Re: General questions

Alexandre Bertails Mon, 11 May 2015 22:20:40 -0700

On Fri, May 8, 2015 at 6:20 AM, Stian Soiland-Reyes <[email protected]> wrote:
> I would also be happy with the createBlankNode(UUID) approach, which
> bypasses the issue of state, but hammers down the uniqueness
> constraint.

I actually didn't understand that we were discussing a
`createBlankNode(UUID)`. I think we just need to be able to create a
fresh blank node. Requiring the caller to provide an explicit UUID
means that the freshness is happening *outside* of the factory, so I
don't see the point. Also, it's forcing the strategy (UUID), which
might not be the best one for everybody, e.g. UUID is known to be
slow, at least for some notion of slow, and that could become a
bottleneck for parsing large files. I think that communicating with
the API using `String`s is fine as long as we focus on the invariants,
and that we have a test suite for checking those invariants.

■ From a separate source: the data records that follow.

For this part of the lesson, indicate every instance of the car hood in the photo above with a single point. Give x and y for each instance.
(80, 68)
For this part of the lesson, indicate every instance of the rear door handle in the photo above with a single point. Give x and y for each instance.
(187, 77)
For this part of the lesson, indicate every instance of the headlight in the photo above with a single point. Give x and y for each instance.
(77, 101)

> Assuming there is also a UUID uniqueReference() returned (or a
> contract-way to ascertain the String actually is a UUID, e.g.
> requiring a "urn:uuid:" prefix) then you can consistently "clone"
> foreign BlankNode impementations if you for some reason need to do so
> (there's been some discussion is this is really needer or not - see
> https://issues.apache.org/jira/browse/COMMONSRDF-15).

That is an interesting use-case, indeed.

> (We can still show the hashing pattern that results in a
> String-derived UUID in the user guide.)
>
>
> I am however not quite buying into the argument of why we need the
> factory to be "fully stateless", except that this is the clean and
> "functional way" in Scala.

I am not arguing for stateless vs stateful. I am just pointing at some
design issues which do not allow it. Currently, there is just no way
for an immutable implementation to be used with such a factory.

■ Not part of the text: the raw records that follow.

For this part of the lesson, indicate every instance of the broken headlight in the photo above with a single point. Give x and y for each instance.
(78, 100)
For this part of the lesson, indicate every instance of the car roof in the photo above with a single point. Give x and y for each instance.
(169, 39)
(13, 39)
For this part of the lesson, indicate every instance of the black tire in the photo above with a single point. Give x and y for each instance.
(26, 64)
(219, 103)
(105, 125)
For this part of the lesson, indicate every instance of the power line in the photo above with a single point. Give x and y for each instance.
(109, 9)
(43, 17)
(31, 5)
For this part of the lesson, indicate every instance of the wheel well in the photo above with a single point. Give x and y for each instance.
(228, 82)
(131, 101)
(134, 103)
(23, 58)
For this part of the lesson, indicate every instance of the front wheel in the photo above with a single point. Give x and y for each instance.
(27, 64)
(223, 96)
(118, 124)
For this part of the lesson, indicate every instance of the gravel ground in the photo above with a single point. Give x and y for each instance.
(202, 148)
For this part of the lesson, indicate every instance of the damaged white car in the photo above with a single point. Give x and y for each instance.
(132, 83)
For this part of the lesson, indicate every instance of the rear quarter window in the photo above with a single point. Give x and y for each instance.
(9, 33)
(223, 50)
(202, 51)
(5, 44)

> As a hobby Clojure user I would welcome
> functional alternatives like add(Triple) that returns a new Graph -
> but I don't expect Commons-RDF to necessarily be able to play along
> with those paradigms at the same time as it is a useful "bog standard"
> object-oriented Java API.

Having `add` returning a `Graph` does not mean that `Graph` is
immutable. It just means that it *enables* `Graph` to be immutable.

> But perhaps this is relevant to the
> https://issues.apache.org/jira/browse/COMMONSRDF-20 discussions as
> there would be one argument less for needing multiple factory
> instances.  (You might still want multiple if they are directly
> related to the underlying storage mechanism, but then they would also
> need to be configured, thus instantiated through other means like an
> explicit constructor)
>
>
> I think adjustments for Scala are welcome, but should be without
> causing too much a cost for Java users

Well, Scala is just a language. Immutability and referential
transparency, are just principles, but they are becoming more and more
important in many areas (Spark, concurrency, etc.).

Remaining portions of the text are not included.